The episodes narrated in “Language Lessons” come from articles written by Francine Patterson, who taught sign language to Koko, for National Geographic.

 

 

The Voices of the Whales

  1. I’m interested in the language of animals.
  2. Whales, especially the humpback whale and the various subspecies of blue whale, are known to make repetitive sounds with different frequencies we consider to be songs.
  3. When we look at animals, we hope to find virtues we lack.
  4. Although sexual selection is thought to be their primary purpose, whale songs remain a mystery to scientists.
  5. The human body is a symphony. (Charles Ives)
  6. The universe is a symphony. (John Cage)
  7. Nothing suggests that whales are trying to communicate with us.
  8. The Sounds of Earth, the record coordinated by Carl Sagan that traveled into space on Voyagers I and II, includes:

“Melancholy Blues” by Louis Armstrong
a Navajo night chant
an image of a woman eating fruit in a supermarket
an image of a string quartet
a diagram of vertebrate evolution
a selection of Senegalese percussion
a Peruvian wedding song
an image of a cooking fish
volcanoes, cricket, frog, laughter, vital signs, gentle dog, footsteps, the flight of an F-111
greetings in fifty-five human languages
greetings of humpback whales

 

  1. What would aliens think of whales?
  2. The US Navy detected whale songs in the 1960s.
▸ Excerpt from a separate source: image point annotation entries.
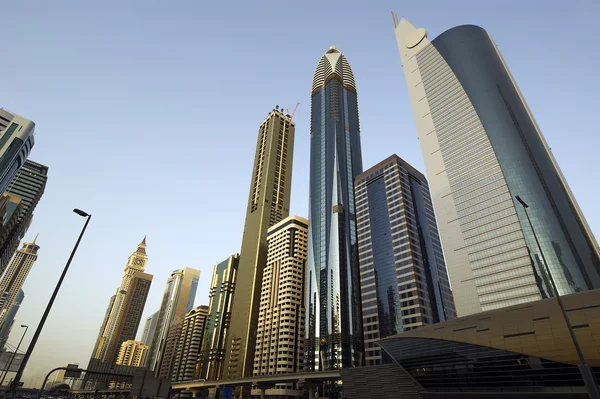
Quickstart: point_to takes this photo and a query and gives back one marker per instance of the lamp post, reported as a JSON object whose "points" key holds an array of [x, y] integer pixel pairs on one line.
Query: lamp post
{"points": [[36, 335], [586, 372], [6, 370]]}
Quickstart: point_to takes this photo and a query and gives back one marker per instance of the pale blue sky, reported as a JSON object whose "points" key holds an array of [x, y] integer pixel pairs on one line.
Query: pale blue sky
{"points": [[147, 115]]}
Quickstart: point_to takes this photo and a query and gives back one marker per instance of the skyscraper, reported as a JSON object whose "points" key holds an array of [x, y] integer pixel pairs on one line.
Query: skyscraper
{"points": [[16, 141], [178, 299], [333, 327], [482, 149], [12, 281], [216, 336], [404, 282], [27, 185], [125, 309], [149, 328], [132, 353], [268, 203], [9, 319], [189, 344], [282, 300]]}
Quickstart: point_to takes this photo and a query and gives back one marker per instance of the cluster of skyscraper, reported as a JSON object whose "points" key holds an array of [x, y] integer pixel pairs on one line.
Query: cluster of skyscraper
{"points": [[22, 183], [317, 294]]}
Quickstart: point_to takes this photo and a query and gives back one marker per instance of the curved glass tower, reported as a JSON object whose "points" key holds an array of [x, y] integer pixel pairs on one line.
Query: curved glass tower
{"points": [[333, 323], [483, 149]]}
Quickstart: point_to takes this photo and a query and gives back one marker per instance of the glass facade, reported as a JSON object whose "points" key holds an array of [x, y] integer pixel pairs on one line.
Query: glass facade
{"points": [[212, 355], [455, 366], [404, 282], [333, 326], [529, 169]]}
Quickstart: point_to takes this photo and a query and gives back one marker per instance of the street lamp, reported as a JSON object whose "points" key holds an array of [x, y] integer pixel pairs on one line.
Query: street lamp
{"points": [[6, 370], [586, 373], [36, 335]]}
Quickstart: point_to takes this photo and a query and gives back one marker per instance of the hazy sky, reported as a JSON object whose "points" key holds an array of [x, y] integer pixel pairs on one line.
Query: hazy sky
{"points": [[147, 115]]}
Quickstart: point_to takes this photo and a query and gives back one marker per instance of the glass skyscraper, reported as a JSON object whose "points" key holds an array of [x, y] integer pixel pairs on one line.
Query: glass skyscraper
{"points": [[333, 322], [482, 150], [403, 277]]}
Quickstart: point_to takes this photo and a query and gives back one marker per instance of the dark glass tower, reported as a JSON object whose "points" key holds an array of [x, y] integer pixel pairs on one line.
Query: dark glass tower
{"points": [[404, 281], [482, 149], [333, 323]]}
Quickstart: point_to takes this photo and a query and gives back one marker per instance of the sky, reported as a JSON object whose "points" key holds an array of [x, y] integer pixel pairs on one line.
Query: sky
{"points": [[147, 114]]}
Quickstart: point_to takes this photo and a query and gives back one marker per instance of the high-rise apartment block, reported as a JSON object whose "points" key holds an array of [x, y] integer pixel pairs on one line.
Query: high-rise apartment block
{"points": [[268, 204], [149, 328], [483, 149], [125, 309], [189, 344], [9, 319], [333, 322], [404, 282], [132, 353], [216, 334], [178, 300], [23, 195], [16, 141], [280, 334], [12, 281]]}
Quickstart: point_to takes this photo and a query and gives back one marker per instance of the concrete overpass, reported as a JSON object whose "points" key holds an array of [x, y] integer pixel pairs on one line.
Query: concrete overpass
{"points": [[263, 382]]}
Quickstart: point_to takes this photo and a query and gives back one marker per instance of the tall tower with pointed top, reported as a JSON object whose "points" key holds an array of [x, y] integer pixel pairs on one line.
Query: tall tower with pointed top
{"points": [[333, 322], [125, 309]]}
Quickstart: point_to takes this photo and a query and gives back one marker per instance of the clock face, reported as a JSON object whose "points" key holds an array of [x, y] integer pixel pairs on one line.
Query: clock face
{"points": [[138, 262]]}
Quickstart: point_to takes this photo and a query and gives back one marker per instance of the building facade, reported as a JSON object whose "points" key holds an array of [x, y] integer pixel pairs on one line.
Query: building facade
{"points": [[27, 185], [132, 353], [268, 204], [216, 336], [178, 300], [280, 333], [149, 328], [189, 344], [482, 150], [333, 322], [404, 281], [14, 278], [9, 319], [16, 141], [125, 309]]}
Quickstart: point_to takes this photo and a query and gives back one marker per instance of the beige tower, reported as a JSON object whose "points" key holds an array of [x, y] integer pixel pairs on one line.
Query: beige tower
{"points": [[132, 353], [280, 334], [190, 342], [268, 204], [125, 308], [15, 276], [178, 299]]}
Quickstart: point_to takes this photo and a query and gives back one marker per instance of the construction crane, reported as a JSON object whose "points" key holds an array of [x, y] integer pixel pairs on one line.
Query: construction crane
{"points": [[287, 111]]}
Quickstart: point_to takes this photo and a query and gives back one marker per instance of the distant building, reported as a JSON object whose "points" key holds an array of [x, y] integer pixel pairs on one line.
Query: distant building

Ten years passed before they were divulged to the general public.
  3. Nothing suggests that whales are trying to communicate with the general public.
  4. The tonal frequencies of whales diminish a few fractions of a hertz every year. Are they affected by noise pollution in the water? Have changing oceanic temperatures caused this drop? If their songs are a form of cultural expression, are whales victims of capitalism?
  5. There are whales in all the oceans in the world, but they spend so much time underwater that we know almost nothing about their routines.
  6. We know they sing and that’s enough.
  7. The voices of the whales will outlive us.